Print the help message, use atria statplot
:
usage: atria statplot [-h] [-i STAT.TSV [STAT.TSV ...]] [-o PREF]
[-l DIR|DIR2|BASE|.] [-a INT] [-F]
Trimming performance plots with stat.tsv files
optional arguments:
-h, --help show this help message and exit
-i STAT.TSV [STAT.TSV ...], --input STAT.TSV [STAT.TSV ...]
input stat.tsv files; if auto, search files ended with
r12.stat.tsv
-o PREF, --outpref PREF
Prefix of output files (default: trimmer_accuracy)
-l DIR|DIR2|BASE|., --legend DIR|DIR2|BASE|.
legend name: DIR = dir name, BASE = base name, DIR2 = second dir name (default: DIR)

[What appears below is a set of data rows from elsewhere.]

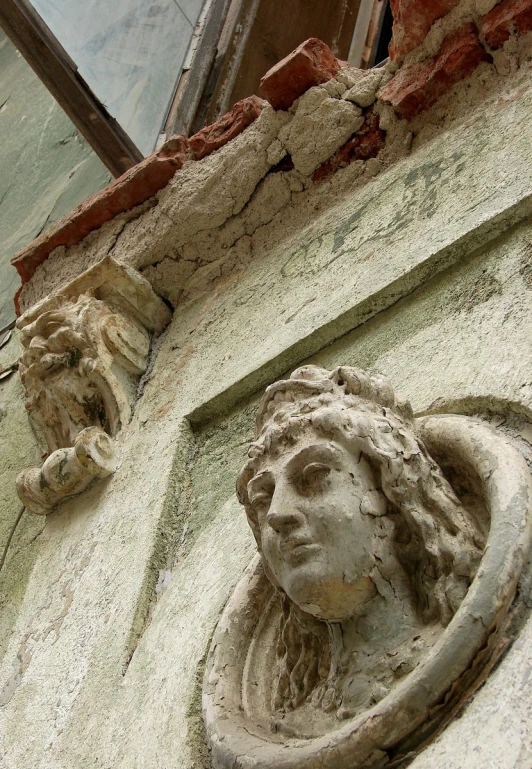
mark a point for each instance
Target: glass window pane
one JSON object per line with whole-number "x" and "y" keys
{"x": 130, "y": 52}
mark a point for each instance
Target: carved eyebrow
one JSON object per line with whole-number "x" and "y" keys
{"x": 259, "y": 480}
{"x": 310, "y": 454}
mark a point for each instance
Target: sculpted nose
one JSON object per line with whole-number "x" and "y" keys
{"x": 283, "y": 516}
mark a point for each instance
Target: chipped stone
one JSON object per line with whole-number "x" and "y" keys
{"x": 333, "y": 120}
{"x": 364, "y": 92}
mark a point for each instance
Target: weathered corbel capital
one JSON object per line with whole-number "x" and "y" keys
{"x": 68, "y": 471}
{"x": 85, "y": 348}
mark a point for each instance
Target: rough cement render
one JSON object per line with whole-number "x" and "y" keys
{"x": 102, "y": 667}
{"x": 304, "y": 138}
{"x": 426, "y": 256}
{"x": 205, "y": 220}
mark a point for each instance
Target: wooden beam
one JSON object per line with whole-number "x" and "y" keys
{"x": 43, "y": 52}
{"x": 192, "y": 83}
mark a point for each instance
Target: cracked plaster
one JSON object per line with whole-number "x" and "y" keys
{"x": 378, "y": 271}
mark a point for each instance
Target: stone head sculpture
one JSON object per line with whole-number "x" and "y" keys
{"x": 345, "y": 504}
{"x": 367, "y": 571}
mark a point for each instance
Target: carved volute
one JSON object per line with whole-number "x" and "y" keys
{"x": 84, "y": 351}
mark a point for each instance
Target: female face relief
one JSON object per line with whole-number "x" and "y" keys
{"x": 316, "y": 507}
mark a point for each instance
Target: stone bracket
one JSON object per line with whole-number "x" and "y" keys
{"x": 85, "y": 348}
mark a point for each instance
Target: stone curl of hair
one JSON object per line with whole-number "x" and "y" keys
{"x": 434, "y": 539}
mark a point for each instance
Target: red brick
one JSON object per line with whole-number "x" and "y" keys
{"x": 312, "y": 63}
{"x": 412, "y": 19}
{"x": 365, "y": 144}
{"x": 213, "y": 137}
{"x": 418, "y": 87}
{"x": 508, "y": 16}
{"x": 129, "y": 190}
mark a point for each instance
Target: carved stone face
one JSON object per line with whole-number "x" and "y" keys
{"x": 316, "y": 508}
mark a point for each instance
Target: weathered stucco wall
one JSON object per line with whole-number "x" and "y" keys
{"x": 47, "y": 167}
{"x": 423, "y": 272}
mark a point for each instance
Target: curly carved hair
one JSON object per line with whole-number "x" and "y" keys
{"x": 434, "y": 539}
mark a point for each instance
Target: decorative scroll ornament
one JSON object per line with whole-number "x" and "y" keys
{"x": 84, "y": 350}
{"x": 380, "y": 594}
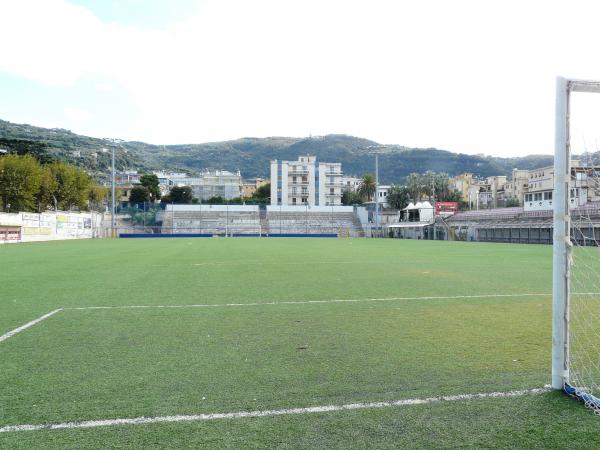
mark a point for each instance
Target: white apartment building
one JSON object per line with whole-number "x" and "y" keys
{"x": 351, "y": 184}
{"x": 306, "y": 182}
{"x": 218, "y": 183}
{"x": 584, "y": 187}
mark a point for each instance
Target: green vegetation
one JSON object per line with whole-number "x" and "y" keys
{"x": 398, "y": 197}
{"x": 252, "y": 155}
{"x": 179, "y": 194}
{"x": 367, "y": 187}
{"x": 151, "y": 183}
{"x": 110, "y": 363}
{"x": 26, "y": 185}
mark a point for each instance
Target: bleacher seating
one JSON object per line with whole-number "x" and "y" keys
{"x": 211, "y": 222}
{"x": 343, "y": 223}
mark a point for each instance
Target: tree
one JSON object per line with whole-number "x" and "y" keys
{"x": 181, "y": 194}
{"x": 511, "y": 202}
{"x": 150, "y": 181}
{"x": 20, "y": 179}
{"x": 45, "y": 194}
{"x": 367, "y": 187}
{"x": 139, "y": 194}
{"x": 352, "y": 198}
{"x": 414, "y": 185}
{"x": 97, "y": 195}
{"x": 398, "y": 197}
{"x": 73, "y": 186}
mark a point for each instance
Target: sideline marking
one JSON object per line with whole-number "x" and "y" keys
{"x": 28, "y": 324}
{"x": 269, "y": 413}
{"x": 308, "y": 302}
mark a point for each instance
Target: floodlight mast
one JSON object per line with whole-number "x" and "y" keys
{"x": 370, "y": 147}
{"x": 561, "y": 246}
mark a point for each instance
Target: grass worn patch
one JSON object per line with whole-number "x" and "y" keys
{"x": 109, "y": 363}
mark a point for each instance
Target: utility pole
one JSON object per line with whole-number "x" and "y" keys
{"x": 114, "y": 209}
{"x": 377, "y": 193}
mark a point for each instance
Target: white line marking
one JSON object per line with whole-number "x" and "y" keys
{"x": 309, "y": 302}
{"x": 269, "y": 413}
{"x": 27, "y": 325}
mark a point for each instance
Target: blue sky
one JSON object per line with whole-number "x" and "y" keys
{"x": 466, "y": 75}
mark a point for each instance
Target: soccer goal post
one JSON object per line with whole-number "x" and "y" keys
{"x": 576, "y": 256}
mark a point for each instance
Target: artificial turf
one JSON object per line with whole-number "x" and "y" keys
{"x": 264, "y": 354}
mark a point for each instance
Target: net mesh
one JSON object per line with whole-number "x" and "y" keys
{"x": 584, "y": 277}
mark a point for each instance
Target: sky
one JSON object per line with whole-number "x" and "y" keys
{"x": 466, "y": 76}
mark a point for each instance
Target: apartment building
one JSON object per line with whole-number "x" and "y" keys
{"x": 517, "y": 186}
{"x": 306, "y": 181}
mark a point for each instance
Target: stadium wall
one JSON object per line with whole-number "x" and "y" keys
{"x": 49, "y": 226}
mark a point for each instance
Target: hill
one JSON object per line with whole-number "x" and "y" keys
{"x": 252, "y": 155}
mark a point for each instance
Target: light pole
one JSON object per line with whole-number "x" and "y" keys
{"x": 377, "y": 193}
{"x": 376, "y": 184}
{"x": 114, "y": 209}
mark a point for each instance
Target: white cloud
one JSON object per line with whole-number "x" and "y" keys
{"x": 464, "y": 75}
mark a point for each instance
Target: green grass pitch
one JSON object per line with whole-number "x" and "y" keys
{"x": 274, "y": 340}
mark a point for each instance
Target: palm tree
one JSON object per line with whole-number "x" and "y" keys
{"x": 414, "y": 184}
{"x": 367, "y": 187}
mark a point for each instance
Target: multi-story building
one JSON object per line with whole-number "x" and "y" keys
{"x": 462, "y": 183}
{"x": 584, "y": 187}
{"x": 249, "y": 188}
{"x": 219, "y": 183}
{"x": 306, "y": 182}
{"x": 517, "y": 186}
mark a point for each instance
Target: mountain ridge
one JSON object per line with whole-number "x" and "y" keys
{"x": 252, "y": 155}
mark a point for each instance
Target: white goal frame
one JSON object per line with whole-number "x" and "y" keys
{"x": 562, "y": 227}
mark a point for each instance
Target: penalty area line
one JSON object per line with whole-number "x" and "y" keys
{"x": 269, "y": 413}
{"x": 310, "y": 302}
{"x": 28, "y": 325}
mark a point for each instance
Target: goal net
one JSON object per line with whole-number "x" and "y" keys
{"x": 576, "y": 284}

-a INT, --adapter-length INT
Main adapter length for stats
-F, --no-format Stop formatting legend names (keep ^[A-Za-z]*, first
uppercase)
Examples:
- Input is TRIMMER/xxx.stat.tsv
ls -ahl */*stat.tsv
# AdapterRemoval-3/adapterremoval.pair1.fq.r12.stat.tsv
# Atria/reads_diff_indel.R1.atria.fastq.r12.stat.tsv
# Atropos/reads_diff_indel.R1.fastq.atropos.fq.r12.stat.tsv
# fastp/out.fastp.r1.fq.r12.stat.tsv
# SeqPurge/reads_diff_indel.R1.fastq.seqpurge.fq.r12.stat.tsv
# Skewer/Skewer-trimmed-pair1.fastq.r12.stat.tsv
# TrimGalore/reads_diff_indel.R1_val_1.fq.r12.stat.tsv
# Trimmomatic/out-pair1.paired.fq.r12.stat.tsv
# Trimmomatic/out-pair2.paired.fq.r12.stat.tsv
atria statplot -i */*stat.tsv -l DIR
- Include adapter length: adapter_length_INT has to be in folder names.
ls adapter_length_*/Atria/*stat.tsv
# adapter_length_16/Atria/reads_diff_indel.R1.atria.fastq.r12.stat.tsv
# adapter_length_20/Atria/reads_diff_indel.R1.atria.fastq.r12.stat.tsv
# adapter_length_24/Atria/reads_diff_indel.R1.atria.fastq.r12.stat.tsv
# adapter_length_28/Atria/reads_diff_indel.R1.atria.fastq.r12.stat.tsv
# adapter_length_33/Atria/reads_diff_indel.R1.atria.fastq.r12.stat.tsv
atria statplot -i adapter_length_*/Atria/*stat.tsv -l DIR2
The output HTML file contains six interactive plots.The layout is:
A1 A2
B1 B2
C1 C2
A1, B1 and C1 are statistics for reads with adapter contamination, while A2, B2, C2 for reads without adapters.
A1 and A2 show the accumulated rates of accurate trim, 1 bp over trim, 1 bp under trim, multiple bp over trim and multiple bp under trim.
C1 and C2 show the trimming accuracy on different adapter length.